The Govenment moved yesterday to head off a backbench rebellion over its planned reform of benefits for the long-term sick and disabled in an attempt to reduce the £6.7bn a year cost of the programme.

Alan Johnson, the Secretary of State for Work and Pensions, insisted that the reforms, to be announced this week, would not be about cutting benefit rates.

But the design of the benefits would have to change, he said. "It sends out a strong signal that those receiving it are incapable of working. This must be wrong, when nine out of 10 people coming on to the benefit say they expect to work again.

"The trouble is that the longer people stay off work the less likely they are to work again. After two years, people are more likely to leave the benefit by dying or retiring than by moving into work."
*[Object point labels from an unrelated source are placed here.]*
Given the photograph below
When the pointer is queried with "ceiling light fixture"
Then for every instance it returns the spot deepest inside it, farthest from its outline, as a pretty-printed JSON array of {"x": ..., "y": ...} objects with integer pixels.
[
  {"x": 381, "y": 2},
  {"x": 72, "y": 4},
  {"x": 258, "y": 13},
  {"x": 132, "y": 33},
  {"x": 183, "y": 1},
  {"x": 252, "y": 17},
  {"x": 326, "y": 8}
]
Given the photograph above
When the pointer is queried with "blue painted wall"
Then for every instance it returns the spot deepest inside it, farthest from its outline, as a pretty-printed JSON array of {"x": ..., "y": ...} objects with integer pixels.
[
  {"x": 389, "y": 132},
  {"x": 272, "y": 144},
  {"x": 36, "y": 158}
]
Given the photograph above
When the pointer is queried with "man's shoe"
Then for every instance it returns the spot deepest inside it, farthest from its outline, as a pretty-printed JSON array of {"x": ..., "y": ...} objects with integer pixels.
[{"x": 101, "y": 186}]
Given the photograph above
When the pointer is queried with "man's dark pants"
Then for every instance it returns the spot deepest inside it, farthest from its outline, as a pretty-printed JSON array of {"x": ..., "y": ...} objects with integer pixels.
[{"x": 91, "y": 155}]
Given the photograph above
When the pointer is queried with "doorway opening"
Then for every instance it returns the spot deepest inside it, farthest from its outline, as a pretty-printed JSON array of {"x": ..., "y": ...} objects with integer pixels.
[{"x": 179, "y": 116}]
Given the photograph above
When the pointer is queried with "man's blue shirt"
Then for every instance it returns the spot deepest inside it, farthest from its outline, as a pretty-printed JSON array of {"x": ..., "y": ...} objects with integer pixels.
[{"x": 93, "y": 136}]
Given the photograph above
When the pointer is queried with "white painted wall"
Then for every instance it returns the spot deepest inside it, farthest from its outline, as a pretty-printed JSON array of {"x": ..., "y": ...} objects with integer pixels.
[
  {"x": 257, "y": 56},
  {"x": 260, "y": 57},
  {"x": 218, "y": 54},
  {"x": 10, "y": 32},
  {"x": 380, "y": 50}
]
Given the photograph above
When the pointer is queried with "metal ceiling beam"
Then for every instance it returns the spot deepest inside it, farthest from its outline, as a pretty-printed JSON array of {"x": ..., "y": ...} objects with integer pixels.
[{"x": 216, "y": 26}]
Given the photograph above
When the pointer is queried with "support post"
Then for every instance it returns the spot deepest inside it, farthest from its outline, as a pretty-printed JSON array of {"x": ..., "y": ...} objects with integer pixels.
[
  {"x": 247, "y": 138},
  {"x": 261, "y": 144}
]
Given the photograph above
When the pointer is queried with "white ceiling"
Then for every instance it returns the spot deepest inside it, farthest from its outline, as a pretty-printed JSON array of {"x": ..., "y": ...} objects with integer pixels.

The Government wants to change the benefit, which currently increases the longer a person remains on it, into a flat- rate payment to give claimants a stronger incentive to work.

The idea will be included in a five-year plan for the Department of Work and Pensions to be unveiled by Mr Johnson. It will form part of a Welfare Reform Bill to be promised in Labour's election manifesto and introduced shortly after the election as part of a drive to show that the Blair government has not run out of steam.

Mr Blair, who has been accused of not matching his reformist rhetoric with action, is determined to halt the rising bill for incapacity benefit before he leaves Downing Street.

Some 2.7 million people claim the benefit, which is worth £55.90 a week for the first 28 weeks and £66.15 for between 28 and 52 weeks, when it rises to £74.55. Higher payments are made to people of pensionable age who became unfit for work before the age of 35.

One government source said: "The way the benefit is structured is perverse. It gives people an incentive to remain on the scheme rather than get back to work. That has got to change." Mr Johnson has resisted pressure from Downing Street to impose a time limit for remaining on the benefit. Some Blair aides wanted claimants to be moved on to the less generous Jobseeker's Allowance for the unemployed at that stage but the proposal was judged too draconian and arbitrary.

However, many Labour MPs will be uneasy about the proposed cuts. In 1999, 67 Labour MPs voted against amove to means-test incapacity benefit. Mr Blair could struggle to get his new plans through the Commons, especially if his majority is reduced at the next election.

The Government will try to sugar the pill for Labour MPs by presenting its package as "tough and tender". The switch to a flat-rate benefit at the lower end of the current scale is expected to apply to new rather than existing claimants.

Ministers will expand the Pathways to Work scheme, based on contact every month with a personal adviser during the first eight months of the claim, when people can most readily be helped back to work, and a return-to-work credit worth up to £40 a week. The Government, which has promised to extend it from 10 per cent of the country to a third, will signal that it will eventually go nationwide.

According to the DWP, about one million people on incapacity benefit want to work and rehabilitation and physiotherapy services will be expanded to help them do so. GPs will be urged not to "sign off" workers and use the benefit as a form of early retirement.